The Dialogue Dodecathlon: Open-Domain Knowledge and Image Grounded Conversational Agents
This work addresses the challenge of creating unified conversational agents for open-domain human interaction, though it is incremental as it builds on existing multi-tasking and pre-training methods.
The paper introduces dodecaDialogue, a set of 12 tasks to measure conversational agents' abilities in open-domain dialogue, and shows that multi-tasking improves performance over a BERT baseline, achieving state-of-the-art results on many tasks.
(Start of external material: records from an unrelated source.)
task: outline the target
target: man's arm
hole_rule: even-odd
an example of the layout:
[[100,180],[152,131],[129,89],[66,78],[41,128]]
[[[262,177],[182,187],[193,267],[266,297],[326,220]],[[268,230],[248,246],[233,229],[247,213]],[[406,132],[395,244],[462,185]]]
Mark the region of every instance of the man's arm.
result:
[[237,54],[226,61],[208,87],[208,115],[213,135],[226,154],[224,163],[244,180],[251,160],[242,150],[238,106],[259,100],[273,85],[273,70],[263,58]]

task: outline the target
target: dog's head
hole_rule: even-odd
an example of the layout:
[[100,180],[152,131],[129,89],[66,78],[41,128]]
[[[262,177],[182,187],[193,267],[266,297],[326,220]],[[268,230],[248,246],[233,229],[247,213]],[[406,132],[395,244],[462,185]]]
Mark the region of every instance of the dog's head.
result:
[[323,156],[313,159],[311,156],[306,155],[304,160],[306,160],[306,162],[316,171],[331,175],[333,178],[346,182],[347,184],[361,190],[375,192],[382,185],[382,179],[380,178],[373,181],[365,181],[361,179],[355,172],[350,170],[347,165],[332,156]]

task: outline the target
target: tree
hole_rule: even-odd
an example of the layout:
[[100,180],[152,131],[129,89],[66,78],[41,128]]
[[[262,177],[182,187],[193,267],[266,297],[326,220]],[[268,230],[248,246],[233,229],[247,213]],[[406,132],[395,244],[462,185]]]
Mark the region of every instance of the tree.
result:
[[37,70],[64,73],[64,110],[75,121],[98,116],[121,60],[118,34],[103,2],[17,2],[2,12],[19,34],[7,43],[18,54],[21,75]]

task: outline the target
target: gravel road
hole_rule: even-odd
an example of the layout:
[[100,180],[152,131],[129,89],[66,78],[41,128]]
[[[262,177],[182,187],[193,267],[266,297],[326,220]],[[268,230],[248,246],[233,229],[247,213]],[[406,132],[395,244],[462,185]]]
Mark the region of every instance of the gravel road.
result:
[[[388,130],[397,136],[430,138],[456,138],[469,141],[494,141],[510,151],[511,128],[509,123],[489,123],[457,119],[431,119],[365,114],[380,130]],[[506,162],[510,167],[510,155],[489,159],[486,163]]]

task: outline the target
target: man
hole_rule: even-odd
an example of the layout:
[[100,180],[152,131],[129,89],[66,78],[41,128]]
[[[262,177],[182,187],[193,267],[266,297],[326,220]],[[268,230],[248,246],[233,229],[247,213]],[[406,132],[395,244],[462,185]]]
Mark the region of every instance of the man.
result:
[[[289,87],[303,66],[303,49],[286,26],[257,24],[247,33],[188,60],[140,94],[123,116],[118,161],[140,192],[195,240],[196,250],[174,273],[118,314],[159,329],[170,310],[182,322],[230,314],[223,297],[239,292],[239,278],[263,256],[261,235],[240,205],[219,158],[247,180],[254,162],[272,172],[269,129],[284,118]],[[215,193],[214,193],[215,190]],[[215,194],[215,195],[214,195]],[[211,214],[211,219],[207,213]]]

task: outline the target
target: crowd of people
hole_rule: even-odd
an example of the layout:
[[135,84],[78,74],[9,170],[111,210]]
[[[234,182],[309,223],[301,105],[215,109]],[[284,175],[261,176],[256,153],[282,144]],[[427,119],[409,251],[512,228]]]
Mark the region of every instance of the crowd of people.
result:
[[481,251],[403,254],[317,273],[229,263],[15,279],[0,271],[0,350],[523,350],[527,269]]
We introduce dodecaDialogue: a set of 12 tasks that measures if a conversational agent can communicate engagingly with personality and empathy, ask questions, answer questions by utilizing knowledge resources, discuss topics and situations, and perceive and converse about images. By multi-tasking on such a broad large-scale set of data, we hope to both move towards and measure progress in producing a single unified agent that can perceive, reason and converse with humans in an open-domain setting. We show that such multi-tasking improves over a BERT pre-trained baseline, largely due to multi-tasking with very large dialogue datasets in a similar domain, and that the multi-tasking in general provides gains to both text and image-based tasks using several metrics in both the fine-tune and task transfer settings. We obtain state-of-the-art results on many of the tasks, providing a strong baseline for this challenge.